Станка снова вошла в раж, но Гицэ так жалобно смотрел на нее, что порыв ее ослабел.
— Позавчера перебирала я ее одежу, пока она сидела у своей крестной, — чтоб помереть ей поскорее! — и нашла у нее в кожушке письмо.
— И что ж, прочитала его? — попробовал пошутить Гицэ.
— Без тебя обошлась, — окрысилась Станка, задетая насмешкой, — узнала, что она от меня скрывает. Ишь проклятая, ученой стала! Мне-то ведь ничего не говорит. Она все с Аниняской шепчется.
— А зачем говорить тебе? Ведь живете вы как кошка с собакой!

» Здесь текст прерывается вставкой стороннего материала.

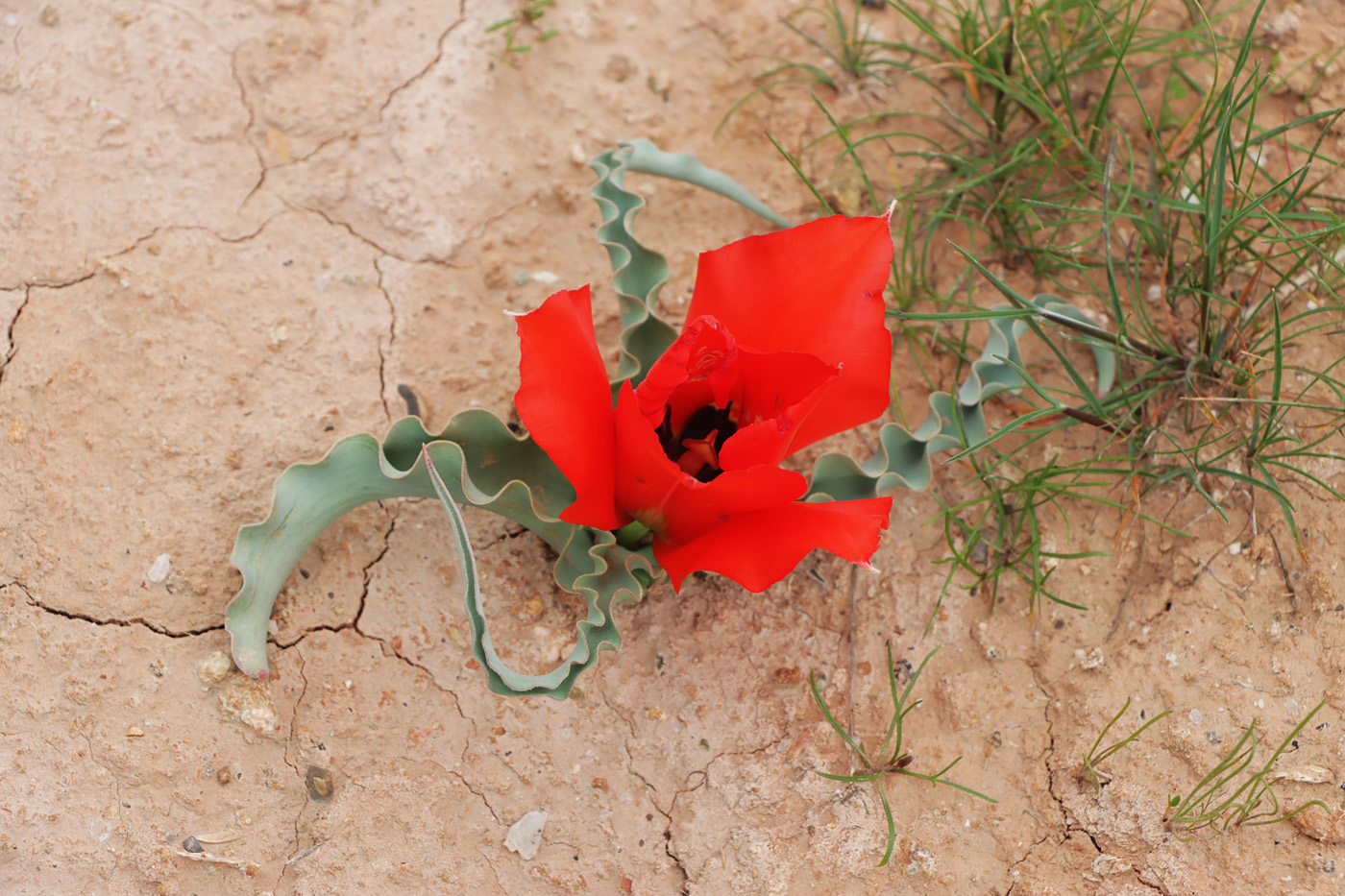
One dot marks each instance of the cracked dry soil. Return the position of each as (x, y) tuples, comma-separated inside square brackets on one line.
[(232, 231)]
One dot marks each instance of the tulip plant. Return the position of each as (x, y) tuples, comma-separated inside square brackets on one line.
[(674, 466)]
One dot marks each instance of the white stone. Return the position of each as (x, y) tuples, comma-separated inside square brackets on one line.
[(159, 569), (525, 835)]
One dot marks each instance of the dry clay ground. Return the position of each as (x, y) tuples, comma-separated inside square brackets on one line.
[(232, 230)]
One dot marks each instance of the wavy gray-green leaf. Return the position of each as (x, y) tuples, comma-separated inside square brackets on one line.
[(483, 465), (904, 458)]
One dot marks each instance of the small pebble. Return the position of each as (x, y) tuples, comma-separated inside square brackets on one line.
[(214, 667), (320, 786), (525, 835), (159, 569)]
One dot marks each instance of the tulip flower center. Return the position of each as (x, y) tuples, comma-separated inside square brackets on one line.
[(696, 448)]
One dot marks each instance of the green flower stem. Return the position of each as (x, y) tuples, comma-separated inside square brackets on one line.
[(629, 534)]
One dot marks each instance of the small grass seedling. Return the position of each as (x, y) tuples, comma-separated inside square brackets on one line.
[(1208, 805), (527, 16), (897, 762), (1093, 758)]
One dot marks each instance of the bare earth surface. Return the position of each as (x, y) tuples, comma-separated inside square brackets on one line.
[(231, 230)]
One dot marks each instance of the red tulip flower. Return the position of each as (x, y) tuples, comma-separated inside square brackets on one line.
[(784, 343)]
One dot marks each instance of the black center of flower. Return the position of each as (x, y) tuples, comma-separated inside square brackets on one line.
[(697, 448)]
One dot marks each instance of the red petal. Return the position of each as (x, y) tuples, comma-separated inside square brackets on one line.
[(814, 288), (567, 403), (776, 393), (759, 549), (672, 503), (698, 368)]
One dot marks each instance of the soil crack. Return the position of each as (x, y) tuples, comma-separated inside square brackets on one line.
[(293, 742), (392, 335), (136, 621), (439, 57)]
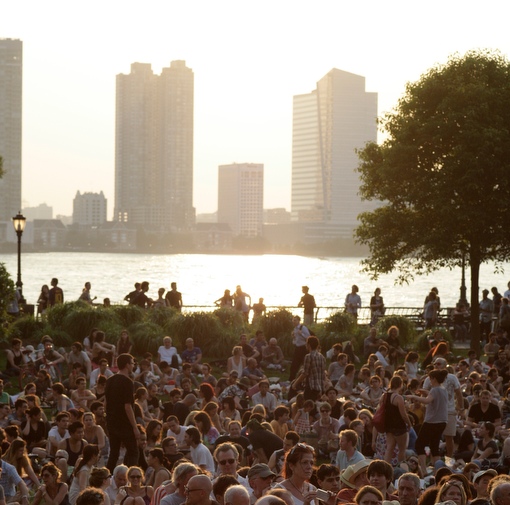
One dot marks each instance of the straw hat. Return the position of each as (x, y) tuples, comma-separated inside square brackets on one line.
[(350, 474)]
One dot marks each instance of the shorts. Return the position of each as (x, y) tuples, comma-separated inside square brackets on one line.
[(451, 425)]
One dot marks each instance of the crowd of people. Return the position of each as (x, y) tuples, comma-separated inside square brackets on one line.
[(95, 425)]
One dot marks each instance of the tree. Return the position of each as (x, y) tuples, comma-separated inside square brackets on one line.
[(6, 290), (442, 174)]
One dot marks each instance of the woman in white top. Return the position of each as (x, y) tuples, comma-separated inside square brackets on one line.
[(297, 470), (168, 353), (82, 472)]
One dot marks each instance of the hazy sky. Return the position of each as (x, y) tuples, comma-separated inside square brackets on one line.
[(249, 59)]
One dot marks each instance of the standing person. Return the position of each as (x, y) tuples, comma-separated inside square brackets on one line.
[(174, 298), (226, 301), (353, 301), (299, 336), (486, 311), (56, 295), (131, 297), (120, 415), (308, 303), (240, 302), (430, 310), (85, 294), (455, 403), (43, 300), (259, 310), (142, 300), (377, 308), (397, 421), (314, 372), (436, 417)]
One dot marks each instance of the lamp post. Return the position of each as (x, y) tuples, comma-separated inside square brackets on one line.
[(19, 222), (463, 298)]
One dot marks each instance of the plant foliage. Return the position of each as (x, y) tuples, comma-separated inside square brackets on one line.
[(442, 167)]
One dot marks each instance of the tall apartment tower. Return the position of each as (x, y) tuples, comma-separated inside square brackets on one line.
[(154, 148), (241, 197), (89, 209), (328, 125), (11, 76)]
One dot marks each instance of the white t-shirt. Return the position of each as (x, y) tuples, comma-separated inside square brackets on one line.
[(178, 438), (201, 456), (451, 384)]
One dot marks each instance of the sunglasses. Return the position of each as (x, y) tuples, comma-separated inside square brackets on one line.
[(188, 490), (300, 445), (230, 461)]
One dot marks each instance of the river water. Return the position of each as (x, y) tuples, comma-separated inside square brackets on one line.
[(203, 278)]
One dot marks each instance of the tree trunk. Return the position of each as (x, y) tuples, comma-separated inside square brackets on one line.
[(475, 307)]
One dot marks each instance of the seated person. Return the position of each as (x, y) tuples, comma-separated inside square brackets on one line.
[(102, 370), (192, 355), (252, 372), (484, 411), (167, 352), (272, 356), (265, 397), (82, 397), (373, 393), (280, 423), (345, 385)]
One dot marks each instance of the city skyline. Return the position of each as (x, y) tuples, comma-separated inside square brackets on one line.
[(329, 124), (248, 62), (154, 147)]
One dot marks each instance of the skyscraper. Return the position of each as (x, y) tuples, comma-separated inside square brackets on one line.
[(154, 148), (89, 209), (328, 125), (241, 198), (11, 76)]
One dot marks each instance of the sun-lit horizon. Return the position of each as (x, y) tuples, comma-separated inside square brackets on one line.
[(249, 60)]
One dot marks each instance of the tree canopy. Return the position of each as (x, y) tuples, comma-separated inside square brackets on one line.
[(442, 174)]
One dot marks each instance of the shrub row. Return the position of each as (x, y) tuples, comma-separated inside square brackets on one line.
[(214, 332)]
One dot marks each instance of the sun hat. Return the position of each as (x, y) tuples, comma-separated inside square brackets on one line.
[(350, 474)]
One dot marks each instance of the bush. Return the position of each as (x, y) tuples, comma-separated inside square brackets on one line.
[(230, 319), (60, 338), (423, 339), (128, 314), (203, 327), (146, 337), (26, 328), (161, 316), (278, 324), (341, 323), (406, 328), (55, 315), (80, 321)]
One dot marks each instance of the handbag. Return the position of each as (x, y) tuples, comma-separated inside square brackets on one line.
[(378, 421)]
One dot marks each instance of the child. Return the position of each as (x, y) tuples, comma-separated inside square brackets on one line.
[(302, 418)]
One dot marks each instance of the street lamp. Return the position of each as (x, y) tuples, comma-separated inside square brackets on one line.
[(19, 222)]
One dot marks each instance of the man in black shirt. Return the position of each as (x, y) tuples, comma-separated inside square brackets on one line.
[(56, 295), (308, 303), (120, 416)]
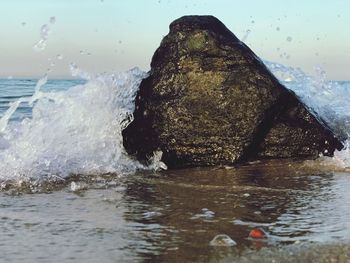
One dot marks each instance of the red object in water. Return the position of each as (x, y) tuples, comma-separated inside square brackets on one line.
[(257, 233)]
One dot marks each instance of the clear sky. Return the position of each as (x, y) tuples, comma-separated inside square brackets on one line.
[(115, 35)]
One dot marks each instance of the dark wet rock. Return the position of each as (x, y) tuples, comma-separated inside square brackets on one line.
[(209, 100)]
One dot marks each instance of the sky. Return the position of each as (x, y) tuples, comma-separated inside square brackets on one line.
[(116, 35)]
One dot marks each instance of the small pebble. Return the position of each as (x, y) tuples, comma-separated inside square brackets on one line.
[(222, 240), (257, 233)]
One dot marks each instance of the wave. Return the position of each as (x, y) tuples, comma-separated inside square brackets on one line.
[(77, 131), (328, 99)]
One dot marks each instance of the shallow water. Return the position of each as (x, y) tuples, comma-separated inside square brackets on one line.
[(172, 216), (69, 192)]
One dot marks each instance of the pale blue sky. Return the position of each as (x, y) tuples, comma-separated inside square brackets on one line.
[(120, 34)]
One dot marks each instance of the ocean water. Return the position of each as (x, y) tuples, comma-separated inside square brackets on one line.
[(69, 192)]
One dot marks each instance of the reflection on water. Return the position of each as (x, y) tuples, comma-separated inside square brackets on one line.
[(172, 216)]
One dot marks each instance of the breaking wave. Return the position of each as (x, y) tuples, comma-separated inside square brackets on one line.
[(75, 131)]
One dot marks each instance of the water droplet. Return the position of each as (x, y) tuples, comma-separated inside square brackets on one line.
[(52, 20), (44, 31), (244, 38)]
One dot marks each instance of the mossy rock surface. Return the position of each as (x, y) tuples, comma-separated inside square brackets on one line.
[(209, 100)]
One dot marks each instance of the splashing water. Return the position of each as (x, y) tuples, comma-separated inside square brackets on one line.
[(328, 99), (77, 131), (246, 35)]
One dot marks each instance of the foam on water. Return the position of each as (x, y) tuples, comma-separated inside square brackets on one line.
[(77, 131), (329, 100)]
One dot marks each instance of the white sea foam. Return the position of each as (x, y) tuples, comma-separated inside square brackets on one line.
[(77, 131), (328, 99)]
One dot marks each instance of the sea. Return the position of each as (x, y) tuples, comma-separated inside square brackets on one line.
[(70, 193)]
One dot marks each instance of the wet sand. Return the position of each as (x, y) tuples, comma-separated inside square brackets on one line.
[(172, 216)]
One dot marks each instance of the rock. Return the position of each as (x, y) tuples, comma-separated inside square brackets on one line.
[(209, 100)]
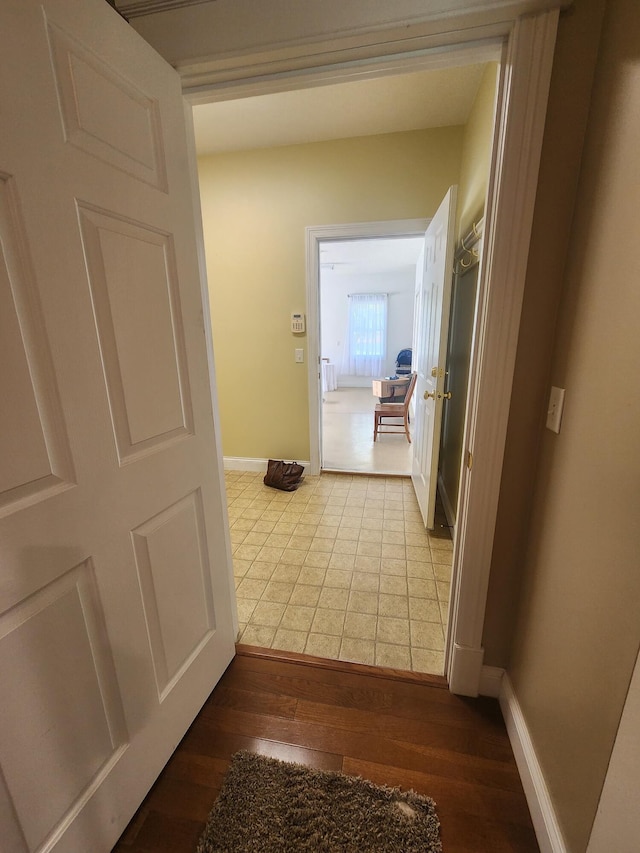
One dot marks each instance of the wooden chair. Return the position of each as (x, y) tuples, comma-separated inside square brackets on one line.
[(394, 410)]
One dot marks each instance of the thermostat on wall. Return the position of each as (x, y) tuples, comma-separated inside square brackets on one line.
[(297, 323)]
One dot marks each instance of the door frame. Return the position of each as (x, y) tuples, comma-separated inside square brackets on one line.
[(525, 47), (314, 235)]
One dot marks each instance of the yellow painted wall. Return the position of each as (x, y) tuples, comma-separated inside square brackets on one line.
[(476, 153), (256, 206), (578, 630)]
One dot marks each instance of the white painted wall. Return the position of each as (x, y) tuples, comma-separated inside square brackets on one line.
[(335, 285)]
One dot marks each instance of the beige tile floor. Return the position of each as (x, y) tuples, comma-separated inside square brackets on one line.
[(347, 436), (341, 568)]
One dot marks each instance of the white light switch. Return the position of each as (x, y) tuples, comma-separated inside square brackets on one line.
[(554, 412)]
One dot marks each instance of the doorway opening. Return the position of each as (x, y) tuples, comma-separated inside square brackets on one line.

— Живет она в моем доме, Гицэ, словно враг какой. Пригрели мы на груди змею. Есть, верно, в этом письме что-нибудь, думаю, и скорей к жене попа Нае. «Матушка, говорю, хотела бы я знать, что здесь в этом письме. И так, чтобы только я одна знала, а другой никто. Это секрет». Попадья раскрывает письмо, смотрит в него и смеется. «Что такое?» — спрашиваю. «Ничего, Станка. Это письмо от деверя твоего Митри. Пишет, что с той поры, как встретились вы в Сибиу, никак не может забыть эту встречу…» — «Упаси бог, матушка, не мне он это пишет, а сестре моей Настасии…» — «А я-то удивляюсь, — говорит попадья. — Так оно подходящей. Видно, было это тогда, когда искали вы ее по ямам да омутам». — «Правда ваша, матушка, а она-то врала, что только в Бухарест съездила. Прошу вас, матушка, чтоб никто не знал, что написано в этом письме, а то засмеют нас на селе». — «Будь спокойна, — говорит попадья, — это семейная тайна; буду молчать как могила». Ну вот, Гицэ, она так молчала, что вчера вечером наши кумушки уже все знали. Сегодня утром пошла Настасия к Аниняске. А на селе ведь видят, когда она уходит из дому, когда возвращается, и многие поджидали ее у ворот. Не посмотрели ни на ветер, ни на холод, чтобы, как водится, зацепить словцом. Нагнула она голову и бегом к мельнице, вихрем влетела в дом и сразу к своему кожушку. «Где мое письмо?» — визжит. «А ты не меня спрашивай, говорю, и не вопи». — «Где мое письмо? Отдай мне письмо. Украла письмо и всем показала!» Набросилась на меня, хотела глаза выцарапать. Схватила кочергу, ударила меня. Я бежать, она за мной! Вижу, она точно ведьма какая, бросила я ей письмо. Пока она наклонялась поднять его, я — в другую комнату да на засов. «Расшибу топором дверь!» — кричит и ругает меня на чем свет. Потом побежала к своей Аниняске. Вот я и пришла рассказать тебе, какая у меня сестрица.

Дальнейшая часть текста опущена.